So let me see if I understand...you want to have a rack panel with forward facing XLR jacks that have a separate phantom power supply powering them?
If you only have the one mic needing phantom power, if it was me I’d be getting a 1U panel punched for standard D-type panel-mount connectors like this
Redco 1U Punched XLR Rack Panels with Label Strip | Redco Audio, and then buy whatever combination of D-type connectors I need/want (i.e. female or male XLR, or female TS/TRS, or combo jacks, and then soldering up multicore to the back of those jacks and plugs to the other end of that to plug up to my mixer’s jack panel. And then I’d just be using an inline phantom power supply to power the one condenser mic. I have one made by Stewart Audio and also an old Rolls one...so it’s not a whole preamp, just a phantom supply. If I had a whole mess of condenser mics to power on a mixer with no phantom power, they DO make multi-channel phantom power supplies, so there’s that option, but they do, of course, get more expensive as the channel count goes up. I suppose if you wanted to get adventurous you could wire one jack on the panel as a phantom power input and then wire up a phantom rail across the mic jacks on the panel...use the single channel phantom supply as the supply for your rail...replicate the rail from the M-300B or something...it’s not complex, but you would need some small value capacitors and of course some hookup wire. I did this with my Tascam MX-80 rack-mount 8-channel mic preamp. It has the rail components built-in, but no onboard phantom power supply...from the factory the MX-80 came with a bizarre 2-pin XLR jack that is completely unobtanium, so I replaced the 2-pin jack with a standard 3-pin, and then just plugged the output of my Stewart Audio single channel phantom supply to the phantom input in the back of the MX-80. You could recreate the passive guts of the MX-80 on a rack-mount jack panel. Outside of that I don’t know of an XLR patch panel that has built-in phantom power. So, again, for me, if the goal was to remote the mixer jack panel to the front face of the rack, and I was also wanting to phantom power one mic, I’d make up my own jack panel with integral snake to the mixer jack panel and just get a simple external phantom supply to power the one mic inline.

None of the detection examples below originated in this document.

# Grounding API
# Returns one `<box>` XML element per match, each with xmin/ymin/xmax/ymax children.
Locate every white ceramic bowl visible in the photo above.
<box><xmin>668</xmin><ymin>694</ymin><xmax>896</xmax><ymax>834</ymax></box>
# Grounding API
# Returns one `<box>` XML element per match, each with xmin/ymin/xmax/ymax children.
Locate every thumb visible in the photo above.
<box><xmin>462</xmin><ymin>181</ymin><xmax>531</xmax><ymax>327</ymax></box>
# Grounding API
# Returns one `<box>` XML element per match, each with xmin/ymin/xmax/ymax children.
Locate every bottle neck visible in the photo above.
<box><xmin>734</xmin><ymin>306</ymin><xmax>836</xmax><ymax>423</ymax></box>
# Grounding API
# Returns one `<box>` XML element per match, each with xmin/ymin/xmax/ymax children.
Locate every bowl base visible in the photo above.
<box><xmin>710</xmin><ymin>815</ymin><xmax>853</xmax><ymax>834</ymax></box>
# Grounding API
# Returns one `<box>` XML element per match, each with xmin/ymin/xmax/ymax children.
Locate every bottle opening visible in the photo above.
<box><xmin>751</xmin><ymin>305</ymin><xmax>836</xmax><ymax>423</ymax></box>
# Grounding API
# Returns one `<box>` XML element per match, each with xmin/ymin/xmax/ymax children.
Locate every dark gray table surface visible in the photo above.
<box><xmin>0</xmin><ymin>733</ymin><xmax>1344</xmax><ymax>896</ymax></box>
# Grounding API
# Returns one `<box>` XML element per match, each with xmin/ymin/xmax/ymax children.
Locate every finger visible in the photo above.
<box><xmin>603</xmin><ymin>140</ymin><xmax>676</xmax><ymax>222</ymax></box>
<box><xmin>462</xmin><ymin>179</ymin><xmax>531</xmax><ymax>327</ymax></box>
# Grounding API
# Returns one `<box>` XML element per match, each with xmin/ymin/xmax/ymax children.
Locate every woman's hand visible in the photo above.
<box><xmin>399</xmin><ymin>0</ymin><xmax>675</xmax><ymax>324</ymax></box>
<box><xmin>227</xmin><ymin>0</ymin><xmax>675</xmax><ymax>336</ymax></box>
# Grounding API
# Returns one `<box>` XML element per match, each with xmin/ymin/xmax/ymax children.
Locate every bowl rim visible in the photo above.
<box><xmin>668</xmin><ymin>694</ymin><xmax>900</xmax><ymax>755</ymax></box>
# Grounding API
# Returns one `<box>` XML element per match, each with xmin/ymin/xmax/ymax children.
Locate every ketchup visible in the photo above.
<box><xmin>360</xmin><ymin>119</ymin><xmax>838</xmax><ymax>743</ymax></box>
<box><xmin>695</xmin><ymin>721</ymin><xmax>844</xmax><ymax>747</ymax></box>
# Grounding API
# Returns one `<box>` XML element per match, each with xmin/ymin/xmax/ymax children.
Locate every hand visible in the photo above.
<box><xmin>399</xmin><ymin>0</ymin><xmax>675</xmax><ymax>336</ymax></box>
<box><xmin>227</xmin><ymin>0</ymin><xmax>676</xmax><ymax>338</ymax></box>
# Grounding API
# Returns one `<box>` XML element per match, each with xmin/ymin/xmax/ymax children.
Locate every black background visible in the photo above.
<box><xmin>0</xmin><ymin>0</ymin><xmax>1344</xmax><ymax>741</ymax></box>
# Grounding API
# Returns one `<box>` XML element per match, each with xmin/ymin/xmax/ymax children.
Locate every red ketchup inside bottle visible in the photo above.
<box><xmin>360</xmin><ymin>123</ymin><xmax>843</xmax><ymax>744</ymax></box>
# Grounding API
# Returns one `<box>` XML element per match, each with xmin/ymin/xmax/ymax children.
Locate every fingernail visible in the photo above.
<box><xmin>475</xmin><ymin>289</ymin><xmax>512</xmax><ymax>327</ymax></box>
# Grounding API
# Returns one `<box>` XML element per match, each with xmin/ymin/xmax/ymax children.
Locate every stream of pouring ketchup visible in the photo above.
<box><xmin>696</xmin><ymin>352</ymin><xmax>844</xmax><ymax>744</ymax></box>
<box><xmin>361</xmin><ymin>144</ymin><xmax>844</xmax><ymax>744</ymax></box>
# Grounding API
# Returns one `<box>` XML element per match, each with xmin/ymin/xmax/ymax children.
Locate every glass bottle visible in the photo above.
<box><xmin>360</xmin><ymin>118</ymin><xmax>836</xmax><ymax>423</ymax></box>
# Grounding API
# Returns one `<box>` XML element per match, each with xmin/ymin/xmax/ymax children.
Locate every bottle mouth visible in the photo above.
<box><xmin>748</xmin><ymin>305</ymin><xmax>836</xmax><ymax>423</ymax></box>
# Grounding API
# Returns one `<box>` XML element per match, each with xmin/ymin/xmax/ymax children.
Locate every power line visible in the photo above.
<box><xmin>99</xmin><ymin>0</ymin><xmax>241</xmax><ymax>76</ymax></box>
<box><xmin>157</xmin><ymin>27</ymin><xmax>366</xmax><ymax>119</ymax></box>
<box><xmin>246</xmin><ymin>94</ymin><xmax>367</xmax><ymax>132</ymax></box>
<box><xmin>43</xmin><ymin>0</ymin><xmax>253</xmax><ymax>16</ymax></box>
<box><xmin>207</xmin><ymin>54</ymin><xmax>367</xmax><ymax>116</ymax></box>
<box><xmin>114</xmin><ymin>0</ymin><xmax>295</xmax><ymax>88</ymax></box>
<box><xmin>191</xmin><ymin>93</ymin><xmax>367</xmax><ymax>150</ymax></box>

Now here’s another question: how are you going to deal with the unbalanced mic inputs on the M-106? Are you going to just plug in those high impedance TS to low impedance XLR transformer adapters?
[EDIT]
I re-read my post...all relevant information I think, but you know, Brad, I also think the way most guys would do this (assuming you just have/use the one condenser) is to forget the jack panel, and for the input/output jacks on the mixer, just wire up a short custom snake and have a fan that comes out the back of the rack...no different than having a snake with a fan on one end for the mixer jack panel and a stage box at the other, only for your purposes you’d have a fan at both ends, and then, again, just use a cheap single channel inline phantom supply for the one condenser mic.